Lo sapevate? Cosa vuol dire l’espressione sarda “Su Connottu”?

Il termine sardo "Su connottu" significa letteralmente "il conosciuto", ma la sua portata semantica va ben oltre il semplice significato linguistico. Scopriamo quale
Il termine sardo su connottu significa letteralmente “il conosciuto”, ma la sua portata semantica va ben oltre il semplice significato linguistico. Esso evoca un richiamo profondo alle tradizioni, alla memoria collettiva e al sistema di vita che le comunità rurali della Sardegna, in particolare della Barbagia e dell’Ogliastra, consideravano essenziali per la loro sopravvivenza e identità. Questo concetto divenne simbolo di una delle pagine più drammatiche e significative della storia sociale sarda: la rivolta del 1868 per il ritorno al sistema comunitario di gestione dei terreni.
L’abolizione degli usi comunitari fu introdotta in Sardegna durante la dominazione sabauda, attraverso una serie di riforme mirate a privatizzare i terreni pubblici e comunali. Tra queste, l’editto delle Chiudende del 1820 rappresentò un momento di rottura. Questo provvedimento, finalizzato a recintare e privatizzare le terre, stravolse il sistema tradizionale basato sull’ademprivio, che garantiva alle comunità locali il diritto di utilizzare i terreni demaniali per il pascolo e il legnatico.
In aree come la Barbagia e l’Ogliastra, dove l’agricoltura di sussistenza e l’allevamento erano le principali fonti di sostentamento, tali riforme generarono profondi squilibri sociali ed economici. La vendita dei terreni comunali alienò le risorse fondamentali per la sopravvivenza delle famiglie, accrescendo il malcontento e il senso di ingiustizia.
Il 26 aprile 1868, a Nuoro, scoppiò una rivolta popolare con il motto Torrare a su connottu (“Tornare al conosciuto”), che riassumeva le richieste dei ribelli: il ripristino dell’antico sistema comunitario di gestione delle terre. Guidati dalla carismatica figura di Paskedda Zau, una donna simbolo del malcontento popolare, i rivoltosi assaltarono il municipio e bruciarono i documenti relativi alla compravendita delle terre comunali.

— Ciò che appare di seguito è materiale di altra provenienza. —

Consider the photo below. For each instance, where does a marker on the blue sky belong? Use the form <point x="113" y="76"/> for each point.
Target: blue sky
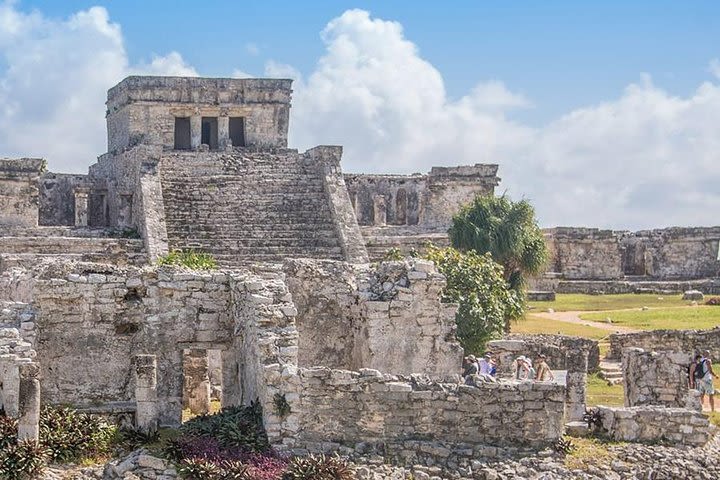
<point x="560" y="54"/>
<point x="602" y="114"/>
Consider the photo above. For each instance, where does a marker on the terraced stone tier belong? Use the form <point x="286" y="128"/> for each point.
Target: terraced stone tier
<point x="245" y="207"/>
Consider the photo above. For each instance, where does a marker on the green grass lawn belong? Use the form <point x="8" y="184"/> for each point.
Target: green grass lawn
<point x="534" y="324"/>
<point x="699" y="317"/>
<point x="565" y="302"/>
<point x="600" y="393"/>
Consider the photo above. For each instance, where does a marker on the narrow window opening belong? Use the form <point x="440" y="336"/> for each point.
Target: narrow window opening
<point x="209" y="132"/>
<point x="237" y="131"/>
<point x="182" y="133"/>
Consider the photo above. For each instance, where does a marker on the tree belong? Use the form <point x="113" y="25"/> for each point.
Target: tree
<point x="477" y="284"/>
<point x="505" y="229"/>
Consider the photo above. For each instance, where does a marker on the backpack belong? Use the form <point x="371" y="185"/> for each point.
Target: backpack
<point x="700" y="371"/>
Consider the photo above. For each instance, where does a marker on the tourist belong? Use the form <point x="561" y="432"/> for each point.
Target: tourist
<point x="523" y="368"/>
<point x="703" y="375"/>
<point x="543" y="370"/>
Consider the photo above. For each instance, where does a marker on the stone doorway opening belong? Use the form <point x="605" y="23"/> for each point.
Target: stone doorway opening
<point x="202" y="382"/>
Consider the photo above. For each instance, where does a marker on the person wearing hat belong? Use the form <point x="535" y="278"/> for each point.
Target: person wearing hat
<point x="543" y="370"/>
<point x="703" y="382"/>
<point x="522" y="368"/>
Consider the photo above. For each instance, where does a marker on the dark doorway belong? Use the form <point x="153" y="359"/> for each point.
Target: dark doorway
<point x="209" y="132"/>
<point x="182" y="133"/>
<point x="237" y="131"/>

Questo atto non fu soltanto una manifestazione di rabbia, ma un chiaro rifiuto del nuovo sistema economico imposto dallo Stato italiano, percepito come estraneo e oppressivo. Il connottu rappresentava, per i rivoltosi, un modo di vivere in equilibrio con il territorio e le sue risorse, una struttura di gestione collettiva che assicurava la sopravvivenza e la coesione sociale.

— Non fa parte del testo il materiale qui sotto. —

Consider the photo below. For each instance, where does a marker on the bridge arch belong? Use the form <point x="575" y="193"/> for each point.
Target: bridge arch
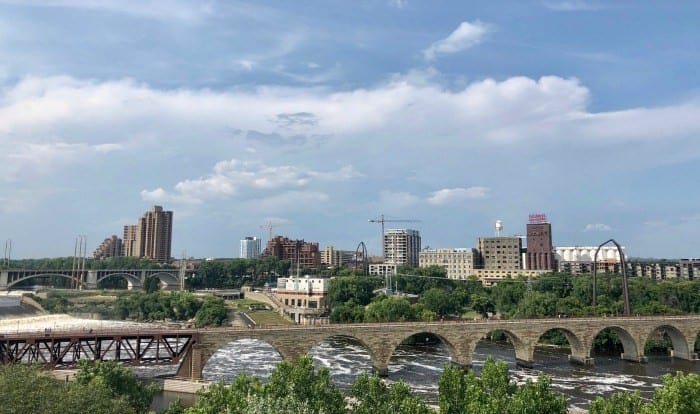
<point x="579" y="352"/>
<point x="132" y="279"/>
<point x="523" y="350"/>
<point x="32" y="276"/>
<point x="346" y="342"/>
<point x="629" y="345"/>
<point x="681" y="344"/>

La rivolta di Nuoro si inserì in un contesto di tensioni diffuse in tutta l’isola. Sebbene le autorità cercassero di reprimere il movimento, l’evento ebbe una risonanza tale da spingere il governo italiano a istituire una Commissione parlamentare di indagine, presieduta da Agostino Depretis, per studiare le condizioni sociali ed economiche della Sardegna.
Nonostante i tentativi di figure come Quintino Sella di sensibilizzare il Parlamento sui problemi dell’isola, le richieste delle popolazioni rurali caddero nel vuoto. La vendita dei terreni comunali proseguì, segnando un ulteriore distacco tra le istituzioni e le comunità sarde.

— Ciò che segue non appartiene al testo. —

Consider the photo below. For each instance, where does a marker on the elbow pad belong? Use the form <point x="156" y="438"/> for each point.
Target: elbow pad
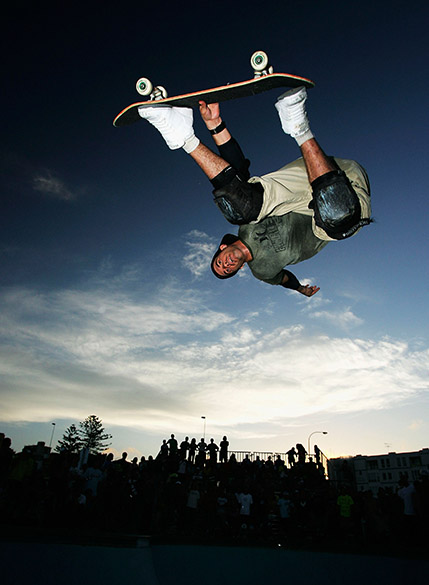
<point x="239" y="201"/>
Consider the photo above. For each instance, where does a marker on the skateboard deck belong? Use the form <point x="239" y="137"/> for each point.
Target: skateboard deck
<point x="222" y="93"/>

Il grido Torrare a su connottu è oggi simbolo di una battaglia identitaria che va oltre l’episodio storico. Esso rappresenta la resistenza di una cultura millenaria contro l’imposizione di modelli economici e sociali percepiti come estranei. Il concetto continua a essere evocato in Sardegna come richiamo alla tutela del territorio, alla solidarietà comunitaria e al rispetto per le tradizioni.
L’episodio del 1868 ricorda che i cambiamenti sociali ed economici imposti dall’alto possono essere vissuti come un’aggressione se non tengono conto delle specificità locali. Su connottu rimane un monito per preservare il legame tra le comunità e la loro terra, un valore universale che trascende i confini della Sardegna.